Kursaal Auditorium and Congress Center
San Sebastián, Spain
Architect: Rafael Moneo Location: San Sebastian, Basque Country, Spain
The beauty of San Sebastián is largely due to its environment, to its landscape. Few cities are endowed with more favorable natural conditions. The site of the Kursaal Auditorium and Congress Center at the mouth of the Urumea River is a geographical accident and must remain as such. Hence, Moneo proposed to erect a building that would not violate the presence of the river in the city. The auditorium and the congress hall, the key programmatic elements of the scheme, are conceived as separate autonomous volumes, as two gigantic rocks stranded at the mouth of the river forming part of the landscape rather than belonging to the city. All other facilitiesthe exhibition halls, meeting rooms, offices, a restaurant, and musicians' servicesare located in the platform, the base that gives due importance to the cubic volumes.
The first "stranded rock" that contains the auditorium measures approximately 60 by 48 by 27 meters and celebrates its character of quasi-geographical accident with a slight inclination towards the sea.
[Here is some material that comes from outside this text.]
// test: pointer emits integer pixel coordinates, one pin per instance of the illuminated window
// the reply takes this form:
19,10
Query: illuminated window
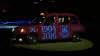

The volume of the 1,880-seat auditorium is inscribed asymmetrically inside the glass prism, seeming to float within it. The asymmetry is oriented in such a way that a visitor entering the foyer is unconsciously led towards the highest level where Mount Urgull and the sea in all its splendor can be contemplated from a singular window. This window punctures the building's double wall, composed of a steel skeleton clad inside and out with special, laminated glass elements. The result is a neutral and luminous interior space whose only contact with the outside world is through the foyer window. Outside, the glass surfaces protect against salt-laden winds from the sea, making the volume a dense, opaque, yet changing mass by day, and a mysterious and dazzling source of light by night.
Similar design and structural criteria have been used in planning the smaller congress hall, the second "stranded rock," which is also inscribed in an inclined prism measuring 42 by 36 by 24 meters. The asymmetry here is less evident, but the view from the foyer of Mount Ulía and the sea in the background is just as spectacular.
The complementary program for the celebration of congresses as well as the exhibition hall, offices and parking for 500 vehicles is placed in the levels below grade, respecting the perimeter and making use of interstitial spaces.